How does one decide whether a theorem is qualitatively complex rather than hard?
Namely, how does one know when the proof of the theorem is irreducibly complex up to the least amount of computational steps required for a theorem's proof to Q.E.D.
How does one decide whether a theorem is qualitatively complex rather than hard?
Namely, how does one know when the proof of the theorem is irreducibly complex up to the least amount of computational steps required for a theorem's proof to Q.E.D.
Proof complexity is mainly studied for propositional calculus. To extend the notion to typical "real" math theorems that require the expressiveness of first-order logic, you could define the complexity of a theorem to be the number of steps in its shortest natural deduction proof.
I don't think there's a practical way to compute this, though; you'll essentially have to just enumerate all possible proofs in order of length, checking to see if they prove the given sentence.
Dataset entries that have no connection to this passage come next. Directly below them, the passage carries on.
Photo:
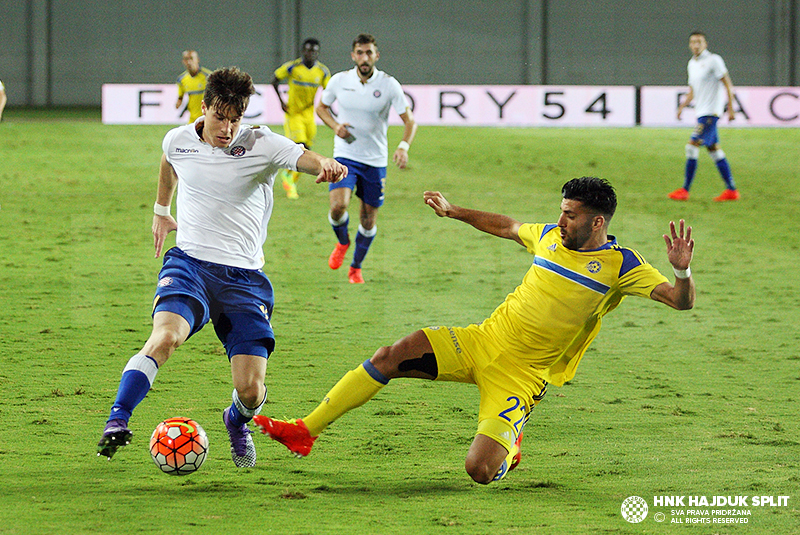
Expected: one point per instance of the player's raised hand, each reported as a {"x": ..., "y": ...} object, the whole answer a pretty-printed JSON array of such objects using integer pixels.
[
  {"x": 680, "y": 245},
  {"x": 436, "y": 200},
  {"x": 331, "y": 171},
  {"x": 162, "y": 225},
  {"x": 400, "y": 158}
]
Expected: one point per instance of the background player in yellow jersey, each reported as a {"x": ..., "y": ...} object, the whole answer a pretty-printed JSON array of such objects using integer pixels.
[
  {"x": 304, "y": 76},
  {"x": 192, "y": 82},
  {"x": 537, "y": 336}
]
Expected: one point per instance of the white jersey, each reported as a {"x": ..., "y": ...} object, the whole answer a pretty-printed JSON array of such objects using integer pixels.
[
  {"x": 705, "y": 73},
  {"x": 225, "y": 195},
  {"x": 366, "y": 108}
]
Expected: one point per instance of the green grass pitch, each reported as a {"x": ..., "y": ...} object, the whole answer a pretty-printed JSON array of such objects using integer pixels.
[{"x": 703, "y": 402}]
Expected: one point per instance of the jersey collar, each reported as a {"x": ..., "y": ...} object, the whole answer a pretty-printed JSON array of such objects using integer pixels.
[{"x": 610, "y": 244}]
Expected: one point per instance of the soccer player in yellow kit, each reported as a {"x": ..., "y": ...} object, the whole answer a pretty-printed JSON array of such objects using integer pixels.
[
  {"x": 192, "y": 82},
  {"x": 537, "y": 336},
  {"x": 304, "y": 76}
]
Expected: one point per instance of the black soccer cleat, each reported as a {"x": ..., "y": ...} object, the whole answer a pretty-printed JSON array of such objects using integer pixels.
[{"x": 115, "y": 435}]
If you don't already know that the given sentence (or its negation) is provable (i.e. that the sentence is not independent), there's no way to know when to stop searching.
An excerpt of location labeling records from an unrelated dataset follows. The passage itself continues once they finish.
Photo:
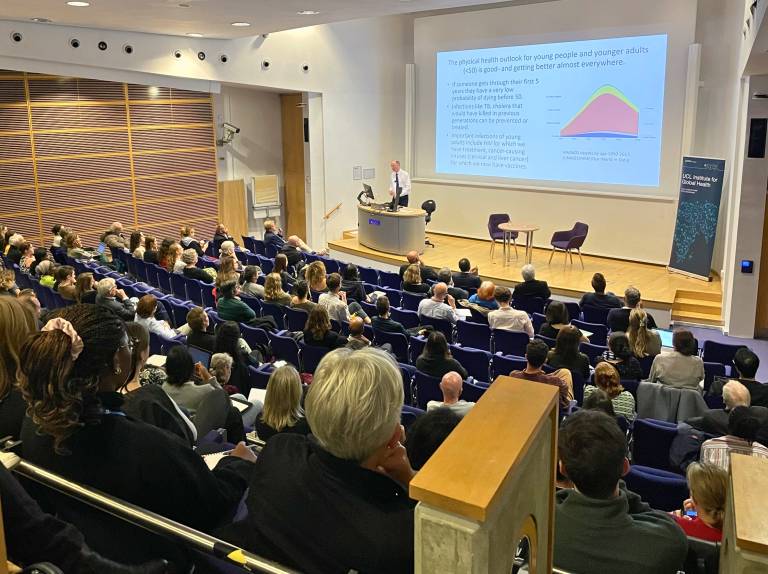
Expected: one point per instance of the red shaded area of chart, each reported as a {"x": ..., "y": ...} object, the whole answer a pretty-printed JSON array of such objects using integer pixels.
[{"x": 607, "y": 113}]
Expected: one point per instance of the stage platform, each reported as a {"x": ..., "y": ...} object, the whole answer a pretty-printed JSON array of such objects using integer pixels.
[{"x": 687, "y": 299}]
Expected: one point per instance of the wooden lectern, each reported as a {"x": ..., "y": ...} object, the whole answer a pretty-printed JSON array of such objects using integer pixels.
[{"x": 490, "y": 484}]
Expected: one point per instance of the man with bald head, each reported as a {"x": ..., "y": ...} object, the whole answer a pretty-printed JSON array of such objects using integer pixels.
[
  {"x": 413, "y": 258},
  {"x": 357, "y": 340},
  {"x": 715, "y": 421},
  {"x": 440, "y": 305},
  {"x": 451, "y": 385}
]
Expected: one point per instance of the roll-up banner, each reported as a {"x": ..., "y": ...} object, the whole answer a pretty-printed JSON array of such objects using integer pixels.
[{"x": 701, "y": 185}]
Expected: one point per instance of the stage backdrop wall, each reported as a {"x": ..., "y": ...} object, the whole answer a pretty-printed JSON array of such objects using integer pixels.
[
  {"x": 620, "y": 226},
  {"x": 85, "y": 153}
]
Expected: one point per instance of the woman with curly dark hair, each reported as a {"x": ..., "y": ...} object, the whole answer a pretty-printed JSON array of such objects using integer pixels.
[{"x": 70, "y": 373}]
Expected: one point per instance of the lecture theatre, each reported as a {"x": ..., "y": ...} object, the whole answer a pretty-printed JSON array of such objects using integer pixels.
[{"x": 383, "y": 286}]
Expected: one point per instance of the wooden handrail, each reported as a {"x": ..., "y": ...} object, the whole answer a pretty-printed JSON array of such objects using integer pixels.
[{"x": 331, "y": 212}]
More precisely, there's no computable function $L$ from strings to numbers such that whenever $\varphi$ is provable, $L(\varphi)$ is an upper bound on the length of the shortest proof of $\varphi$. If there were, then we could solve the halting problem by letting $\varphi$ be the statement that a given program halts and then checking all possible proofs up to length $L(\varphi)$ to see if $\varphi$ is provable.
In other words, as we consider longer and longer sentences, we encounter theorems that require "very long" proofs: any upper bound on proof complexity grows faster than any computable function.